Right now, he has four points in nine games. I don’t think that’s sustainable, but if he can produce at half that rate for the rest of the year, I will be very impressed. We usually see players hit a bit of a wall after they’ve been in the league for 10-12 games, Currie needs to avoid that.
PENDING FREE AGENTS
ALEX CHIASSON (UFA): After going close to 20 games without a goal, he’s scored two in a matter of three games. If you would have asked me in November, I would have said he’s lined up for a multi-year, multi-million dollar extension. His play over the last few months has likely taken that off the table, but I still think the Oilers should consider bringing him back.
He can kill penalties, be a net-front presence on the top powerplay unit, and give you solid minutes in a depth role. On top of that, we know what he can do when he gets going on a hot streak.

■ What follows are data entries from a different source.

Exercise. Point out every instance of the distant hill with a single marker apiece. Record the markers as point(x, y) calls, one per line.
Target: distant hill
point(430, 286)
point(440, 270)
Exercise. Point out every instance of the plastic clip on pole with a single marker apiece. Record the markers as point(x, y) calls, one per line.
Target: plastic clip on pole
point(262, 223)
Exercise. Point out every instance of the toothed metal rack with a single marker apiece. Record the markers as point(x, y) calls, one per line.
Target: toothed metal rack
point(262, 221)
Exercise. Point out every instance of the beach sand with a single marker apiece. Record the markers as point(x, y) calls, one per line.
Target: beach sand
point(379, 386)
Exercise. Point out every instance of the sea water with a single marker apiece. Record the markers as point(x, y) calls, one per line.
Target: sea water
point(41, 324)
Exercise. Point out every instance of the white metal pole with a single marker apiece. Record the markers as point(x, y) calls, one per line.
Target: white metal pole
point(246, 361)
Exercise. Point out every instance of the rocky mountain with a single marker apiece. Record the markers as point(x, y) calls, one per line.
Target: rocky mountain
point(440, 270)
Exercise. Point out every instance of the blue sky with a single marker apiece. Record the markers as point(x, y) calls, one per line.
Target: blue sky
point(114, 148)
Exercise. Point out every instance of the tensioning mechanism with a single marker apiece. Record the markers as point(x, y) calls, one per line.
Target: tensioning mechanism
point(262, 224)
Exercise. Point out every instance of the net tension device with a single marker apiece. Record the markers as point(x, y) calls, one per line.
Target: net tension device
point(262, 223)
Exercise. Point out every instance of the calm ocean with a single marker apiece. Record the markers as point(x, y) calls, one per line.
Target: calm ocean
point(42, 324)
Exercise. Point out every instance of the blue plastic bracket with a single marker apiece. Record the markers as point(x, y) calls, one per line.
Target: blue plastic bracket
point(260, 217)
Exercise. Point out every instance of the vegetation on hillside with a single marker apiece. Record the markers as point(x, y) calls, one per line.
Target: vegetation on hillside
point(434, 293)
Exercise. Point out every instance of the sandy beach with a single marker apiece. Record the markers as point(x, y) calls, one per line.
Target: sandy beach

The last stretch of games will probably determine how aggressive the Oilers are in bringing back Chiasson, but I do think they’ll offer him some sort of contract.
JUJHAR KHAIRA (RFA): I still think Khaira has some upside as a potential top-six player. I’m not sure if he can handle it on a full-time basis, but he’s always looked solid when called upon and put next to Ryan Nugent-Hopkins. He had a really rough start to this season and then after a few strong stretches, he got hurt.
The only reason I don’t say Khaira is a lock to be back with the Oilers next season is that there were some rumblings that they had trade discussions involving him at the deadline. That can be tough to predict though, so I will say that barring a trade Khaira will be resigned by the Oilers.
He’s a big body with decent offensive skills and he can kill penalties. The Oilers need more guys like that on good contracts.
His play over the final stretch will determine how much money he gets. If he stays largely ineffective in a bottom six role, then I could see him signing a one year deal worth around $1 million. If he snags a spot in the top six and produces some offence, I could see his next deal being up around $1.5 million.
TOBIAS RIEDER (RFA): Unless he scores 20 goals in the final stretch of games, he won’t be back. I doubt he’ll even be in the NHL next season. End of story.
TY RATTIE (RFA): The curious case of Ty Rattie continues. When he’s up with Connor McDavid or Ryan Nugent-Hopkins, he gives me hope that he can be an everyday NHLer. When he’s put in the bottom six, he looks like an AHLer. When I look at the guys he has to compete with, I just can’t see any GM thinking he’s more valuable than the other candidates for roster spots on the Oilers.
When I look at bottom six players, I like to find players who are versatile. Can they bring energy to the bottom six and kill penalties? That’s almost a prerequisite. If they can slide up into the top six and produce at times and possibly contribute on the second powerplay unit, then they’ll have a spot on the team. Unless things change in a hurry for Rattie, I can’t see him being an Oiler in September 2019.
I tend to favour guys like Colby Cave and Jujhar Khaira because they can play both centre and the wing. Zack Kassian, Sam Gagner, and Alex Chiasson have all proven at different points they can step up onto a skill line and produce, so you have to think that gives them a good chance of being around next season. Lucic is here to stay as well. Josh Currie is a career minor leaguer who’s currently making league minimum, that will work in his favour as well.
There are plenty of candidates for bottom six jobs next season, which makes this final stretch of games even more important when it comes to determining who might get NHL jobs with the Oilers next season.